Time Out Rio de Janeiro

The Hunger Games

A post-apocalyptic drama which offers food for thought

The Hunger Games

Opens 23 Mar 2012

Director Gary Ross

Cast Jennifer Lawrence, Josh Hutcherson, Liam Hemsworth

The perils of allowing a successful author to adapt their own work for the screen are demonstrated once again in this absorbing but cluttered take on Suzanne Collins’s highly regarded post-apocalyptic teen epic. This is a gripping, impressively mounted action movie – but its adherence to finicky details in the novel means that there’s not enough time to fully explore Collins’s complex world or the characters who inhabit it. Jennifer Lawrence (Winter’s Bone) excels as Katniss, a teenage girl forced to take part in the televised Hunger Games, in which children from each of 12 tightly controlled districts fight to the death in tribute to the ruling Capitol. Whisked off to the big city in the company of fellow pugilist Peeta (Josh Hutcherson), Katniss finds herself completely out of her depth.
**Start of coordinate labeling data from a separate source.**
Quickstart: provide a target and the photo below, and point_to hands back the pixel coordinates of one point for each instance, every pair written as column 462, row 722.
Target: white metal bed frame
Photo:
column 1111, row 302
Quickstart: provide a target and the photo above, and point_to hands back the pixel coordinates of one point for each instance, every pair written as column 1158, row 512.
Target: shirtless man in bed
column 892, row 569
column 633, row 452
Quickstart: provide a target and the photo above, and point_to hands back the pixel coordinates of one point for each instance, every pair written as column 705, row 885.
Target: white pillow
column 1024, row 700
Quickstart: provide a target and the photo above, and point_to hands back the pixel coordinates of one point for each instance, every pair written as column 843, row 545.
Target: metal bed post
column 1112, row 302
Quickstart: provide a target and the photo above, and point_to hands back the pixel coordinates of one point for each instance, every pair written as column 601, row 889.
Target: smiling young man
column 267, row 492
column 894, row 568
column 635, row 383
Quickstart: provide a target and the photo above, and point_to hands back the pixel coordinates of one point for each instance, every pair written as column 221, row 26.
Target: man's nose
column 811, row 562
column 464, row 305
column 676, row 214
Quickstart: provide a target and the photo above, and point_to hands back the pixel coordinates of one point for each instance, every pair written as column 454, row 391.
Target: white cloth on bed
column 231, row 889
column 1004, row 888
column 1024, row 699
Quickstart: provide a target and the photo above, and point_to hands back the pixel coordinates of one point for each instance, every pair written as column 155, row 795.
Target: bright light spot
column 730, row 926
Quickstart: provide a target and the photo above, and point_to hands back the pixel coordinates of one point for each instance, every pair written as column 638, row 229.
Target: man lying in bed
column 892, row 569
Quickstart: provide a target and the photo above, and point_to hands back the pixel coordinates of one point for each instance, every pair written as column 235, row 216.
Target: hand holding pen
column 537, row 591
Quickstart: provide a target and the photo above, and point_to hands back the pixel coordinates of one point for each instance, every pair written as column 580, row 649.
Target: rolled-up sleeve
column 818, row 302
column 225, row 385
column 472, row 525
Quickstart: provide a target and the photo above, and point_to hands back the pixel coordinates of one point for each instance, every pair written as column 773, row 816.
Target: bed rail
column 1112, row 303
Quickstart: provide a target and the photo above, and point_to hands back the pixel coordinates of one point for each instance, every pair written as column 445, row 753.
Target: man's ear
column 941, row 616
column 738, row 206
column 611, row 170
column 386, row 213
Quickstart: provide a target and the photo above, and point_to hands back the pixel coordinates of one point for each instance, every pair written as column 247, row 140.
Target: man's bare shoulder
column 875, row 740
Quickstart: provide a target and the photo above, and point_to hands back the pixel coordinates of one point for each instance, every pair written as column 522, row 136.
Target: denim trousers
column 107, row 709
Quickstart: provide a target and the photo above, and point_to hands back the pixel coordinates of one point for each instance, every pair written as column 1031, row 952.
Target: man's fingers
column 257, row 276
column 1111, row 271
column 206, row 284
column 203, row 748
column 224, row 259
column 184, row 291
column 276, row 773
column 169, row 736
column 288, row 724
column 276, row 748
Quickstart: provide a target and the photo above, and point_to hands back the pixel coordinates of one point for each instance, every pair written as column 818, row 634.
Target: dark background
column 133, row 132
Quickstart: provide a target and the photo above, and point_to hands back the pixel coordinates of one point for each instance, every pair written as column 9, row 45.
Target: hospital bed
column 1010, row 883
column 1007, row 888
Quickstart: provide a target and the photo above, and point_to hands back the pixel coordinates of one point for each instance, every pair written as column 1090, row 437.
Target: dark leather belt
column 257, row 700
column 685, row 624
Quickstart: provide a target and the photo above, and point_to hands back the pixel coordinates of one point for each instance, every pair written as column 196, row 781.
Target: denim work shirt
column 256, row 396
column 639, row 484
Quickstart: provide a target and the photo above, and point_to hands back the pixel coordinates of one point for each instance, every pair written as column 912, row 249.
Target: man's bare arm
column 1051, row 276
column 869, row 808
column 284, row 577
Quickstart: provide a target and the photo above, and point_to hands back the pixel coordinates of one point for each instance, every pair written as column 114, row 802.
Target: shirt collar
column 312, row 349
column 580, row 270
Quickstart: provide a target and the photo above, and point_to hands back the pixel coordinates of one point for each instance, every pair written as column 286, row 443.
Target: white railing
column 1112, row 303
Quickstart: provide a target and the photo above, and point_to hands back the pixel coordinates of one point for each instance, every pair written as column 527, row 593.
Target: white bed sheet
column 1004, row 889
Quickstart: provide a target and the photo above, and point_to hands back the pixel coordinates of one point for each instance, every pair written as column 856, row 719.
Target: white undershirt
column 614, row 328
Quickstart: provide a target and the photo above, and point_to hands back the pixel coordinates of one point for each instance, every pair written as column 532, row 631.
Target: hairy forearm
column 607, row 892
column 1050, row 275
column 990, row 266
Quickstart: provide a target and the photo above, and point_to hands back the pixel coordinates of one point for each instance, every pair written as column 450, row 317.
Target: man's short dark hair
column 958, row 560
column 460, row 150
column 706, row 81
The film’s strengths are many: from the opening scenes set in the beautifully realised Depression-style District 12 to some grittily realistic, often shockingly nasty fight sequences inside the Arena. The central concept may be derivative, but as in the book, there are enough original ideas to make it feel fresh and involving.

But for all that, The Hunger Games is an oddly muted film. Director Gary Ross’s decision to shoot much of it handheld and in tight close-up throws us right into the ring with our heroine, but tends to leaves the other characters on the periphery – a fact not helped by the propulsive but rather functional script. Similarly, his decision to avoid any sense of uplift or triumphalism may be appropriate for a story about children killing one another, but it leaves the film feeling a little one-note in its bleakness, which may harm its chances at the multiplex. Overall, this is a solid take on the material, but it could have done with a little less narrative incident and a little more cinematic sparkle.